The district court’s analysis fails on all counts to correctly apply the statute and the Franklin precedent. The court held, for example, that the president’s memorandum would somehow “chill” participation in the census. It did that without evidence to support that conclusion; however, even if it were true, it would be irrelevant. If the president has the statutory authority to determine the population used for apportionment purposes, then any chilling effect cannot be used to prevent him from exercising his statutory authority.
The court also held that the president’s role in making this determination is, in fact, ministerial, and that he cannot direct the secretary to report a different population for apportionment purposes from the total population determined by the census.
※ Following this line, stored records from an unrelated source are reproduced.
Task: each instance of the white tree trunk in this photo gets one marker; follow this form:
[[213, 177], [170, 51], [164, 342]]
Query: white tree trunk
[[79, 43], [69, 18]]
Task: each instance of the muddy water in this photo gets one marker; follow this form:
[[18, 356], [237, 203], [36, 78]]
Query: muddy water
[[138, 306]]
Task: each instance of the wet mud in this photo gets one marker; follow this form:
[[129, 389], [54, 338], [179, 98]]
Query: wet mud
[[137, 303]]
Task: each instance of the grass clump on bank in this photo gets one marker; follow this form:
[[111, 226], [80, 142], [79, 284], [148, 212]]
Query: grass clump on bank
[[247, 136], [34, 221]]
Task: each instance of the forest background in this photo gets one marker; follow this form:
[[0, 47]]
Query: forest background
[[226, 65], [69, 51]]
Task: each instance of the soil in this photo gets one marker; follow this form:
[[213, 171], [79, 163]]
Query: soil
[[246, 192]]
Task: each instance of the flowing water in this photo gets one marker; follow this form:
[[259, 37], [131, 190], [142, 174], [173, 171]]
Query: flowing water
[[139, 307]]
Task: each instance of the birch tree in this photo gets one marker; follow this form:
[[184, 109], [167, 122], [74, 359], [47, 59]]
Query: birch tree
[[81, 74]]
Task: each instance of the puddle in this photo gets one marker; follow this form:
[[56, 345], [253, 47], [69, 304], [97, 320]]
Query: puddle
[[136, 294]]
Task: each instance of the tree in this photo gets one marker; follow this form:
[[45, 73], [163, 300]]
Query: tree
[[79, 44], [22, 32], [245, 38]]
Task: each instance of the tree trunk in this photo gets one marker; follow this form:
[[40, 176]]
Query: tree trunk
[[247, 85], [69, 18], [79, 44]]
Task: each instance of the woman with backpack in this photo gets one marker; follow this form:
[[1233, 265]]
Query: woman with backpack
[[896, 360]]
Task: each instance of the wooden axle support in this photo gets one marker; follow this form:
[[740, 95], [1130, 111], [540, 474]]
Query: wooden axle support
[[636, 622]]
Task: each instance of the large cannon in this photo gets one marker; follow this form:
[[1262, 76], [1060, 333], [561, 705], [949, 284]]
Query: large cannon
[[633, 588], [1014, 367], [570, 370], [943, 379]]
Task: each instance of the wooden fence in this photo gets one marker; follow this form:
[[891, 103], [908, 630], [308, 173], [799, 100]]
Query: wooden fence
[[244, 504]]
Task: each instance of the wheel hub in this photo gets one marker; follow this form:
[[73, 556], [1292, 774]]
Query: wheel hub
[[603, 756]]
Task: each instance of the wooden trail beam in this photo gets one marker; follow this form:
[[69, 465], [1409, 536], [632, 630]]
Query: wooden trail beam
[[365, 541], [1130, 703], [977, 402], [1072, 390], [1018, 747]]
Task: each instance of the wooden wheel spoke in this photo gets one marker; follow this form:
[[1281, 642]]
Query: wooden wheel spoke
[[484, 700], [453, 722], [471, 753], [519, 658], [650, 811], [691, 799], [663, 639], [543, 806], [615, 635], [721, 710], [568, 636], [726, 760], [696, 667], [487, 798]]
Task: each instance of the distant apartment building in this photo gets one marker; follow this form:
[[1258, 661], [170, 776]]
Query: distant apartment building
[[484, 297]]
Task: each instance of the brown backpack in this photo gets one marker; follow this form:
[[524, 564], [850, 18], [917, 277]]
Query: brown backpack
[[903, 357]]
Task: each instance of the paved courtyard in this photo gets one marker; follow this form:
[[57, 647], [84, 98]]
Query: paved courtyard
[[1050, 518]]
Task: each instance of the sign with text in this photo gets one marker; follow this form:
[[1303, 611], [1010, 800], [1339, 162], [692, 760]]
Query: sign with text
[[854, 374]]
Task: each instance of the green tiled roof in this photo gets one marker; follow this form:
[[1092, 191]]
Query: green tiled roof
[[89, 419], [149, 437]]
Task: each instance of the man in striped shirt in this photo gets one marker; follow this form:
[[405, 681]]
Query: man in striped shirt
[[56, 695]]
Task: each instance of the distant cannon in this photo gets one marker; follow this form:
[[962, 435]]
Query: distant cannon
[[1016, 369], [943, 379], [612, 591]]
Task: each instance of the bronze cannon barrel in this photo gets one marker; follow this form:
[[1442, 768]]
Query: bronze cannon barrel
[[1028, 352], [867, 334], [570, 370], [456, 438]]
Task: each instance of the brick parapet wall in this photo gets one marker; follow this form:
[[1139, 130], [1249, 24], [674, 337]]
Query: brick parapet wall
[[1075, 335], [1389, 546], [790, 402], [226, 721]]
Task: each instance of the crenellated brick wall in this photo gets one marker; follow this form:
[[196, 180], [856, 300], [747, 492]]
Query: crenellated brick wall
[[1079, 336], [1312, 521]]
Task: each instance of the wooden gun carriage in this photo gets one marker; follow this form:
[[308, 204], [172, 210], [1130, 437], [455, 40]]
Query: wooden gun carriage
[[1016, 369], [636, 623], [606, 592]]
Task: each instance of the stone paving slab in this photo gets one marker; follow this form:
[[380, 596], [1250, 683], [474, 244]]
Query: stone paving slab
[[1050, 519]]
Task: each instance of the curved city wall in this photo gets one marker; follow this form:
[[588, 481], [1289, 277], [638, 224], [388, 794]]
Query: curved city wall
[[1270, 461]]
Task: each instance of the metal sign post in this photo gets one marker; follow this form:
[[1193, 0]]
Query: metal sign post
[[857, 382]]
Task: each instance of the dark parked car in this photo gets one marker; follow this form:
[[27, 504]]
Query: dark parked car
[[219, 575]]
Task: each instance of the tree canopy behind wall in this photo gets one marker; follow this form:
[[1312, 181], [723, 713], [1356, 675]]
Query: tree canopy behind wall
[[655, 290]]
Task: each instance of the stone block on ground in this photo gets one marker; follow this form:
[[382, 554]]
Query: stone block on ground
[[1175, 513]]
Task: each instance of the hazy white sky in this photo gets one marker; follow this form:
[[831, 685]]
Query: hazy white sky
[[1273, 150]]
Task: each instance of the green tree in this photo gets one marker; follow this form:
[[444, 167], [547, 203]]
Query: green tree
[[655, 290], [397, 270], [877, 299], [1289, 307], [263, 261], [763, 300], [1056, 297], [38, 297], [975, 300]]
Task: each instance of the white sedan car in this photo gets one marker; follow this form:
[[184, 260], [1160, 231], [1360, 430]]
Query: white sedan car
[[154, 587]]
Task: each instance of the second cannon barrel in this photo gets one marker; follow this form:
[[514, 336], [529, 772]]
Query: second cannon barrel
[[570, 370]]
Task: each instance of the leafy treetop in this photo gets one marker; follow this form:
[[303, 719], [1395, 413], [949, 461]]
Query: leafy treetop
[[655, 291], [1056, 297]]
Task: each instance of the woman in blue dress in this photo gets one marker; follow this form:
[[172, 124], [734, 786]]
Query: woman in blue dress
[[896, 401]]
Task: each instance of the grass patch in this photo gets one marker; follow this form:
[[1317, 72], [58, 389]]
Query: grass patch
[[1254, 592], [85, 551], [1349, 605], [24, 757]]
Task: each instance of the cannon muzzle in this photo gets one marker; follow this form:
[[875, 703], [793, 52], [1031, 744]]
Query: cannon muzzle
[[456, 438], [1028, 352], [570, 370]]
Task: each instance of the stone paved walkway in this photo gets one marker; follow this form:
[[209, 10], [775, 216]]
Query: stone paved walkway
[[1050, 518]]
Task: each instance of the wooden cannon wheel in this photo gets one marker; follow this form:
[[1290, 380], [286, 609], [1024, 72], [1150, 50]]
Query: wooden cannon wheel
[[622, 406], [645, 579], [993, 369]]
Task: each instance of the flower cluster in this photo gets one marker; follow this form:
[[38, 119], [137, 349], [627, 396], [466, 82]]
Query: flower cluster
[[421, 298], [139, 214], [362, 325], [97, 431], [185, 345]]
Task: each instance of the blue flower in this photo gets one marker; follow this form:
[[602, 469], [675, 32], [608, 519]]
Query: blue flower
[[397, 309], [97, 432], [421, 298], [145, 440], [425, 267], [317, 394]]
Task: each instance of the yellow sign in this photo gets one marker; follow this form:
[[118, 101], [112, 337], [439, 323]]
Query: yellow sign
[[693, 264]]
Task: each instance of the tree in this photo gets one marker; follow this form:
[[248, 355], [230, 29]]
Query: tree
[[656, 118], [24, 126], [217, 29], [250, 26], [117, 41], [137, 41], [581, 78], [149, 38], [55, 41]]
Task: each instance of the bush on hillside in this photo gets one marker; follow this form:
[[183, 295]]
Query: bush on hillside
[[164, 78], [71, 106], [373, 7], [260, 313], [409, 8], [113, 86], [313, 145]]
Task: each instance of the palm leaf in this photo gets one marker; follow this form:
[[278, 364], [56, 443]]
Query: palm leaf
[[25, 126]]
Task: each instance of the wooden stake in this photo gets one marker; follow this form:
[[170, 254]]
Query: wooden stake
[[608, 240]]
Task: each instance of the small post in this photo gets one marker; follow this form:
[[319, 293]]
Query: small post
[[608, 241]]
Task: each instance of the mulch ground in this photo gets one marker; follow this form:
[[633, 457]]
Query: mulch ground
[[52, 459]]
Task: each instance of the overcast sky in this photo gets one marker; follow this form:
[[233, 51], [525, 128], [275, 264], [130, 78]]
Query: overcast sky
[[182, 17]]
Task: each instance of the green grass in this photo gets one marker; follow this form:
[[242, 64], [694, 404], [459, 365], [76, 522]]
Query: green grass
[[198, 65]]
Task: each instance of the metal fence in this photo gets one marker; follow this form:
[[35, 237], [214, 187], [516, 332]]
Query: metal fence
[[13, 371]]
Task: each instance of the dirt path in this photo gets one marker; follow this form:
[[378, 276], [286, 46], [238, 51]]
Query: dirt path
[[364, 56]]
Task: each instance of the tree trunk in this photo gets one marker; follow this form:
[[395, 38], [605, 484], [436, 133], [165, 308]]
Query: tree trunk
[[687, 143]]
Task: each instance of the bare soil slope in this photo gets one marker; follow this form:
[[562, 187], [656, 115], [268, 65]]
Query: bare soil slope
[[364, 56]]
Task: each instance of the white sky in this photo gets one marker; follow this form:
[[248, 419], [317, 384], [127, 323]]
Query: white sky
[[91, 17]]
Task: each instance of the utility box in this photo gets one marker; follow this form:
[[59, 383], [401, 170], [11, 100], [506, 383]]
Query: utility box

But that is directly contrary to the Supreme Court’s decision in Franklin that the president can make policy judgments on what population will be used for the apportionment formula. It also conveniently ignores the fact that the Census Bureau has long excluded other “whole persons” from the count, such as noncitizens who are in the country as tourists or for business purposes.
Including noncitizens living here illegally in the population used for apportionment makes no sense in a representative, democratic republic, any more than it would make sense to allow them to vote, make political donations or run for office. And as the Franklin case shows, and as pointed out in a persuasive amicus brief filed by constitutional scholars John Eastman and John S. Baker about the original meaning and history of the apportionment clause in the Constitution, the president is well within his authority to exclude these noncitizens. Eastman and Baker note that including noncitizens who cannot legally establish residence would be inconsistent with the Constitution since they are not “inhabitants,” the “term used in the Constitutional Convention, The Federalist Papers, and Census instructions for much of our history to identify those to be counted.” (Baker elaborates on that argument for SCOTUSblog in a previous entry in this symposium.)
The Supreme Court should overturn the lower court opinion, dissolve the injunction and not allow the votes of citizens to be diluted, and the distribution of the political power of the states to be unfairly distorted, by an apportionment calculation that includes noncitizens without legal status and without allegiance to our nation.